2.The area which camera will cover is dark..so if possible can camera have a led light or something or that have to be installed separately?

I also have a adsl modem + wifi router if it will help.

thanks in advance

- - - Updated - - -

mods pls put this post in appropriate section of its not...


----------



## anky (Jun 29, 2014)

bump.........


----------



## Vyom93 (Jun 29, 2014)

check out this ip CCTV cctv Home and Kitchen - HomeShop18.com


----------



## nancytrip (Jul 23, 2014)

You can self-install a professional security camera system.


----------



## AkshPatel (Jun 30, 2016)

CCTV Camera is not just the camera itself it is the combination of six components that is need to be setup for installing the cctv camera. Six components/items/equipments that should also be install to get the cctv camera working are

*Digital Video Recorder (DVR) stores video information
*Hard drive (to store Data/Video recording)
*CCTV cameras
*BNC Connector etc.
*Monitor (to view Video)
*Adapters (for supplying power to camera, DVR etc.)
hen all this six components are setup the cctv camera starts working

*A cctv camera kit normally comes with a*

1. Dvr
2. Cctv camera
3. Cords

*To install a cctv camera*

1.We need to ensure that we have all the six components needed to set up the whole cctv camera system i.e. the cameras, cords,dvr, adapters,storage device,monitor.
2.Find the appropriate place at your home where you think it covers the area you want to capture.
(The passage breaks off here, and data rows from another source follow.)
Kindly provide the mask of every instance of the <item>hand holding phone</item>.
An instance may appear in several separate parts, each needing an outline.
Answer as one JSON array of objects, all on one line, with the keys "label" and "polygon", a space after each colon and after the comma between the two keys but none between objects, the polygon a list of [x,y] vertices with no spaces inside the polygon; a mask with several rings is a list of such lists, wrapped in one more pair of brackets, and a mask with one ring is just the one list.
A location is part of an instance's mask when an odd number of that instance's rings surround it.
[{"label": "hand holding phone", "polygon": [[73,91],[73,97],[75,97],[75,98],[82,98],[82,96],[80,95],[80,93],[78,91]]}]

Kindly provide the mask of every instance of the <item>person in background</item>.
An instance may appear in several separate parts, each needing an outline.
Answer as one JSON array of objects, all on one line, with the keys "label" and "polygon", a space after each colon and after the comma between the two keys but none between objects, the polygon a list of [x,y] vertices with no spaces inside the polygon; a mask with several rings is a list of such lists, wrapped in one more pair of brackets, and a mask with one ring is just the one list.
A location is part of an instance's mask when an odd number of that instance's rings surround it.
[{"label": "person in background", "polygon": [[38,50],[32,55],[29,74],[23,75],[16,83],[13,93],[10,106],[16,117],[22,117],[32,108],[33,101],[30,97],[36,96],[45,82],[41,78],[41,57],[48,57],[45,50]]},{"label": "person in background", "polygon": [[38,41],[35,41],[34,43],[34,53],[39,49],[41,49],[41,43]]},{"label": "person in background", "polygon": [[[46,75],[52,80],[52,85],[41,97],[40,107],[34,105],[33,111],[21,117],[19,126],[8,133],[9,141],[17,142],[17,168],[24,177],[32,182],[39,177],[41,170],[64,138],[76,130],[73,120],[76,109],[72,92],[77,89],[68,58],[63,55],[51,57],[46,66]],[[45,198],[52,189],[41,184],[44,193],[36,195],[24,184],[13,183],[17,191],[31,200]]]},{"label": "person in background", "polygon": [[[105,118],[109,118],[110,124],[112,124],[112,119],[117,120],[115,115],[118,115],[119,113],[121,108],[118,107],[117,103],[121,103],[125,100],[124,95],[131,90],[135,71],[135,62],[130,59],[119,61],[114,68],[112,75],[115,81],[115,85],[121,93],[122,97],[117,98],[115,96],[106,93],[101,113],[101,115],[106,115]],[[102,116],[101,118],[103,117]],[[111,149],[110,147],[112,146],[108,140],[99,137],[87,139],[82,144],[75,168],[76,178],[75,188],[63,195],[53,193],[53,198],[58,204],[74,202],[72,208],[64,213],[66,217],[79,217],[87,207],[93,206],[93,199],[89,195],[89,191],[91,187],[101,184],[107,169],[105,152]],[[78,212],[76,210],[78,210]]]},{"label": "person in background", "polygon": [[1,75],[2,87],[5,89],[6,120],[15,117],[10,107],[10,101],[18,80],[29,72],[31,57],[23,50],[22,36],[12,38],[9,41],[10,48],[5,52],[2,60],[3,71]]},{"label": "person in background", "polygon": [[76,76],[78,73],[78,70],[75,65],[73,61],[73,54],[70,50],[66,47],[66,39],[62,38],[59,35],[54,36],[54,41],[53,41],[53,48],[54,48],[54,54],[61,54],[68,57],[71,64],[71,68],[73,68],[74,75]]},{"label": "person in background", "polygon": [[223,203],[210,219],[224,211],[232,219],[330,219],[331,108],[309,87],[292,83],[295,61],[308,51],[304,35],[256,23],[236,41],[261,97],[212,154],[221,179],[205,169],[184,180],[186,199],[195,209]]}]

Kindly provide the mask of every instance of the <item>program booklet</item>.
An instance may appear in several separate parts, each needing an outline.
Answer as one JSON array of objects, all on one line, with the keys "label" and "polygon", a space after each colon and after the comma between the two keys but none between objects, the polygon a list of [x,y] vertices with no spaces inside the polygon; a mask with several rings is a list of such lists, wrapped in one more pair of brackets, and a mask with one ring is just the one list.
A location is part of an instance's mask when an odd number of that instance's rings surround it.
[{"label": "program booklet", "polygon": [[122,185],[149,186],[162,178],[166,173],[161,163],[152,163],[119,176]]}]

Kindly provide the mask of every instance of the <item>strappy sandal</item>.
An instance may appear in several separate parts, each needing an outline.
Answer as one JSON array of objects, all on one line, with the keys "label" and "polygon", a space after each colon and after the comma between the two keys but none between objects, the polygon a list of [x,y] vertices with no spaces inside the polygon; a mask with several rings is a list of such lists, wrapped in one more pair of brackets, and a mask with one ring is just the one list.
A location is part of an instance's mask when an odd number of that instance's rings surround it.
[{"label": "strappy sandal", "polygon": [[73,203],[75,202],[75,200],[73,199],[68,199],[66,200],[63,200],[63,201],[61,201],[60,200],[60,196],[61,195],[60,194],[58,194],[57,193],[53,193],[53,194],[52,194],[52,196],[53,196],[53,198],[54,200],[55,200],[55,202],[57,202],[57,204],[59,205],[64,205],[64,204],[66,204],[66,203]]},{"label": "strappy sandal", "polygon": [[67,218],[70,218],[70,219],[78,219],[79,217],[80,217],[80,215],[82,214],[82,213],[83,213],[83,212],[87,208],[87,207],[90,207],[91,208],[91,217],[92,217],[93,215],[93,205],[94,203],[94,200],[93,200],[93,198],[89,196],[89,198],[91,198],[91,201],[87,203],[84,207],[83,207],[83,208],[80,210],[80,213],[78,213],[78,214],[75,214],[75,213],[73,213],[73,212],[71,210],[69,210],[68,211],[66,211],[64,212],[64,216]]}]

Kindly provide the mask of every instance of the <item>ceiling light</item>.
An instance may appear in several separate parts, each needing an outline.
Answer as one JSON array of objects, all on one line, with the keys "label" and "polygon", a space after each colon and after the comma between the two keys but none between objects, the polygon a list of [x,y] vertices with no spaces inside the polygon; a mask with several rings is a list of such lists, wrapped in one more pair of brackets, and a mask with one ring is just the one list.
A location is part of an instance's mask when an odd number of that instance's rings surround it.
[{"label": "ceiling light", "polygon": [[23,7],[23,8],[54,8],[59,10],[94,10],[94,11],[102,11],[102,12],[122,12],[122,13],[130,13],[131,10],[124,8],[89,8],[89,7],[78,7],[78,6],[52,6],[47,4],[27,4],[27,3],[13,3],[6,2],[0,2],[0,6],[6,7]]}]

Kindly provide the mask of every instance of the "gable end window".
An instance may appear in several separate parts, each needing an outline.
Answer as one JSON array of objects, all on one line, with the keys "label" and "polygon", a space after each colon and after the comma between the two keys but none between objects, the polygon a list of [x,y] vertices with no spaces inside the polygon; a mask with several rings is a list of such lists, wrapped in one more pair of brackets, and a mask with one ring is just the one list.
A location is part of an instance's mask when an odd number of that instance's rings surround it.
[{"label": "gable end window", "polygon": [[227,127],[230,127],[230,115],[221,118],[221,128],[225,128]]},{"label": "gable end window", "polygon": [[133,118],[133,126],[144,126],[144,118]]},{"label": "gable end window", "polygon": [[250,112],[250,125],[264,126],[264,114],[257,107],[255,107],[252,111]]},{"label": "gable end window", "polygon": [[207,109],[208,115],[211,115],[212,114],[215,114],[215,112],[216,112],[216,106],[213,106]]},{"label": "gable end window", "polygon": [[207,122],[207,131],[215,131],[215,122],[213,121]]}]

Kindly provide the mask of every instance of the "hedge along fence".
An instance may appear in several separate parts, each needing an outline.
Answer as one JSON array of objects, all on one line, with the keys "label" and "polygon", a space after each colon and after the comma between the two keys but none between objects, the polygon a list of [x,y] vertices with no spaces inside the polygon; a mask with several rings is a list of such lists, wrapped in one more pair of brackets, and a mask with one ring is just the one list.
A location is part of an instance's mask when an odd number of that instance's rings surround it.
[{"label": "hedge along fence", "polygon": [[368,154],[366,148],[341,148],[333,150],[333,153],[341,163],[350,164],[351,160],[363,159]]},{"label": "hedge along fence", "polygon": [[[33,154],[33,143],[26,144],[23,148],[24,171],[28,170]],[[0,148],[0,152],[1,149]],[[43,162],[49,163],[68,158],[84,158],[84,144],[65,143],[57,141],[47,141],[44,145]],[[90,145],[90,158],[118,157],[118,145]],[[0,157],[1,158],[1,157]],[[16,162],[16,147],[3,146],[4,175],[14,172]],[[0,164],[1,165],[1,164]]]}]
It is advisable to use a camera where it covers the area of your front door and backdoor so you get to know the person entering and leaving your premises
3.After deciding the place of installing the camera you need to find a place to setup the monitor and dvr and create a connection from cameras to the monitor using the cords i.e. the connectors will connect the Dvr
4.Now installing i.e. fitting the camera in the decide place by screwing the screw into it
5.After the camera is installed and fitted at its place connect it with the power supply.
6.Make sure your monitor is connected to dvr and storage device,and all this device are connected to the camera and camera is connected t       to the power supply.
7.Once everything is connected cctv camera starts working.

How to connect CCTV Camera's to the Monitor Using DVR - YouTube


----------



## Aaronjacobson (Sep 9, 2016)

AkshPatel said:


> CCTV Camera is not just the camera itself it is the combination of six components that is need to be setup for installing the cctv camera. Six components/items/equipments that should also be install to get the cctv camera working are
> 
> *Digital Video Recorder (DVR) stores video information
> *Hard drive (to store Data/Video recording)
> ...



Nice Information! DOn't know this will help to him or not but it's helpful to me thank you!


----------